The studio first started working on the free prologue to the main game Saint Kotar: The Yellow Mask, which was released June 18, 2020. It was described by The Escapist writer as a "strong foundation for an extremely creepy mystery". The game was written in English and was translated into 14 different languages. Its release was on the same day of the Kickstarter campaign launch, with the goal to show what the studio is capable of creating the vision they have for the main game and to attract players to back the project on Kickstarter. In agreement with publisher Soedesco, The-Mark Entertainment decided to delist it from all stores in September 2021, as it was deemed obsolete due to many technical and creative changes that were made during development of the main game.

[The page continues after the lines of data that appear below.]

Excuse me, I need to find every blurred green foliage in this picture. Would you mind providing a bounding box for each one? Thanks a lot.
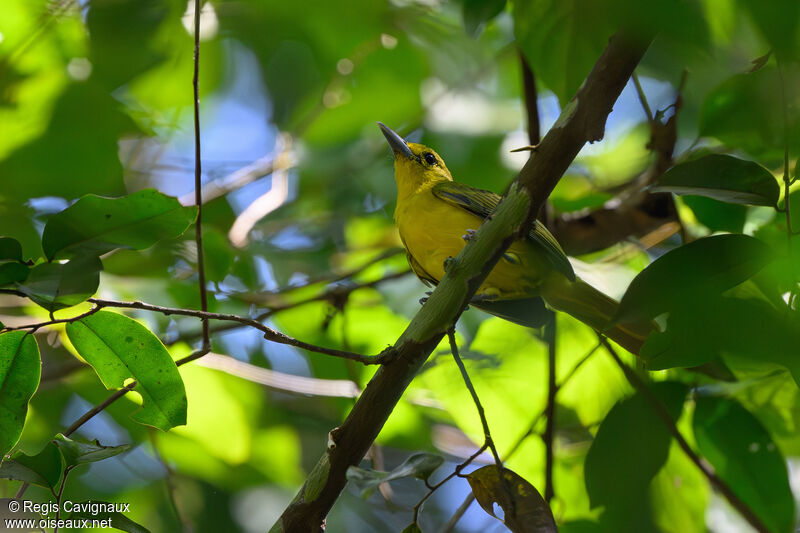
[0,0,800,532]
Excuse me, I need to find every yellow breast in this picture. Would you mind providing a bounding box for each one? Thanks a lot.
[394,187,543,299]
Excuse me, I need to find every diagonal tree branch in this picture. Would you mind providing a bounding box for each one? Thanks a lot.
[272,32,649,532]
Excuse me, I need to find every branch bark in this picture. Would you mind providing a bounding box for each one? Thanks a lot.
[271,32,649,532]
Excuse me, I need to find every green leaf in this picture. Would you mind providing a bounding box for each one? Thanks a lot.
[739,0,800,59]
[613,234,772,323]
[461,0,506,38]
[0,237,22,261]
[53,433,130,467]
[0,442,64,490]
[347,453,444,498]
[653,154,780,207]
[699,65,800,159]
[69,500,150,533]
[467,465,558,533]
[683,196,749,233]
[584,382,687,508]
[67,311,186,431]
[0,331,42,458]
[639,296,800,376]
[42,189,197,259]
[0,263,30,286]
[513,0,614,106]
[692,396,794,532]
[18,255,103,312]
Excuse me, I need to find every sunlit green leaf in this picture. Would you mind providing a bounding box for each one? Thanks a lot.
[69,500,150,533]
[654,154,780,207]
[53,433,130,467]
[0,442,64,490]
[67,311,186,431]
[513,0,614,105]
[42,189,197,259]
[614,234,773,323]
[0,237,22,261]
[347,453,444,497]
[18,255,103,311]
[0,331,42,458]
[584,382,687,507]
[467,465,558,533]
[693,396,794,532]
[0,262,30,286]
[640,290,800,382]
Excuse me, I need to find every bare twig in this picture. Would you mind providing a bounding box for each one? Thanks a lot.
[414,443,489,524]
[598,334,769,533]
[631,72,653,122]
[192,0,211,351]
[542,311,558,503]
[439,343,601,533]
[13,298,391,365]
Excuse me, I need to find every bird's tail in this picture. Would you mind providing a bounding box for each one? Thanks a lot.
[541,276,657,355]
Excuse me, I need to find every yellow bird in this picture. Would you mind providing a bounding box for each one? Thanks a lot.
[378,122,655,354]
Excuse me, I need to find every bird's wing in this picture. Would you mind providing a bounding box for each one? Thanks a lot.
[432,181,575,281]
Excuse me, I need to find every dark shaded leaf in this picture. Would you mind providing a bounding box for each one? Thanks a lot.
[653,154,780,207]
[0,237,22,261]
[699,65,800,160]
[639,297,800,383]
[347,453,444,498]
[86,0,169,90]
[613,234,773,323]
[513,0,614,106]
[0,81,138,202]
[18,255,103,312]
[53,433,130,467]
[69,500,150,533]
[692,396,794,533]
[0,331,42,458]
[0,442,64,490]
[0,263,30,286]
[683,196,748,233]
[584,381,687,508]
[67,311,186,431]
[461,0,506,37]
[467,465,558,533]
[42,189,197,259]
[739,0,800,60]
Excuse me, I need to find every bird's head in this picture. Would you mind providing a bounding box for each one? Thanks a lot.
[378,122,453,196]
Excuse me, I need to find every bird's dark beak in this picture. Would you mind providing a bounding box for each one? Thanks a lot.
[378,122,416,159]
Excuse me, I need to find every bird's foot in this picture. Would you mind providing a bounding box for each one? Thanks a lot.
[461,229,478,242]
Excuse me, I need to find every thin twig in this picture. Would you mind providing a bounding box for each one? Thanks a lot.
[148,429,194,533]
[631,72,653,122]
[542,311,558,503]
[447,328,503,468]
[192,0,211,351]
[8,298,384,365]
[439,342,602,533]
[598,334,769,533]
[64,381,136,437]
[414,443,489,524]
[447,327,517,516]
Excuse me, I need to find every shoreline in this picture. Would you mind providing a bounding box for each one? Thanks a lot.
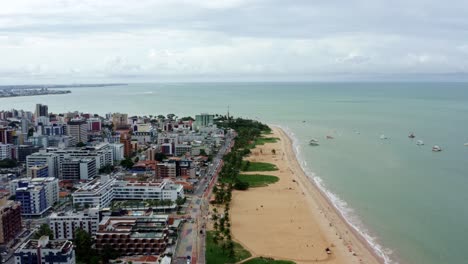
[272,125,391,264]
[231,126,384,264]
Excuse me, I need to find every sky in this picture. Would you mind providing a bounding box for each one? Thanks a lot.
[0,0,468,84]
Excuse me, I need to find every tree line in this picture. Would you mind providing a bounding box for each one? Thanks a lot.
[212,116,271,258]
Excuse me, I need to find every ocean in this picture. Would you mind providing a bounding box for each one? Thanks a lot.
[0,83,468,264]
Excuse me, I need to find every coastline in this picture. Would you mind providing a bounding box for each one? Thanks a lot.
[273,125,392,263]
[231,126,384,263]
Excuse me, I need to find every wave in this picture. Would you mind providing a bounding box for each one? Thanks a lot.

Development of the main game was successfully funded through a Kickstarter campaign The campaign started June 18, 2020 where backers could choose from 20 different funding options, each with rewards catering for all tastes and budgets, some of which included a physical copy of the game as well as other various physical and digital goodies (all shipped as of January 10, 2023). By closing date of the campaign on July 25, 2020, and with the help of 1,163 backers, €50,178 in total were raised and the game was fully funded. On 6 July 2021, The-Mark announced the partnership with Soedesco, an independent publisher/developer/distributor founded in 2002 in Rotterdam, the Netherlands, to bring the game to PC and consoles.

===Post-release support===

The-Mark Entertainment has provided post-release support and patches to fix issues reported by players. Additional endings, tweaks to the existing ones, added cut scenes, animations, sounds, achievements, exploration, tasks and more, as well as other tweaks and more bugs fixing were added in a major update known as "The Void".

On 31 May 2022 the developer announced that the DLC, "The Ritual", is near completion and is due to be released in the second half of 2022. It will be available on all platforms. Regular updates are provided both on The-Mark Entertainment website and their Kickstarter page.

==Reception==
Adventure Gamers gave it a mixed review criticizing its presentation and puzzles, but praising its atmospheric and detailed world, characters, story progression and optional content.

In a 3 minutes review video, Will Cruz of The Escapist, while not shying away from aspects he did not like much, gave it a mostly positive reception: "Being enthralled with the mystery and narrative made me appreciate all the title offers. (...) It's gritty, simplistic, and it doesn't shy away from its origins. If you're seeking a spooky narrative focused mystery game that integrates point and click mechanics, Saint Kotar might be right up your alley."

==Awards==
Saint Kotar won the Croatian Game of the Year award in December 2021. The CEO of HCL.hr handed the Golden Beaver award statue to the developer in February 2022.

==Interactive comic books==
These are stories about characters players came across while playing Saint Kotar.

Saint Kotar: The Crawling Man is the first installment in the series titled Saint Kotar: Tales from the Cursed Valley, released on December 2, 2022 for PC Windows, Mac and Linux.

Apple (iPhone, iPad, Apple Tv) and Google Play (for Phone, Tablet, Tv) stores, released on December 28. 2022.

Features: animated interactive panels, full controller support, achievements Windows, Mac and Linux), cloud saves (Windows, Mac and Linux, mobile devices have panels saves), sound effects and soundtracks.

The Crawling man tells the story of Rudolf Mojsek, a respected and beloved teacher and man of faith. Nicknamed 'Mojse' by his students, his life takes a turn for the worse as he becomes a vengeful cult leader.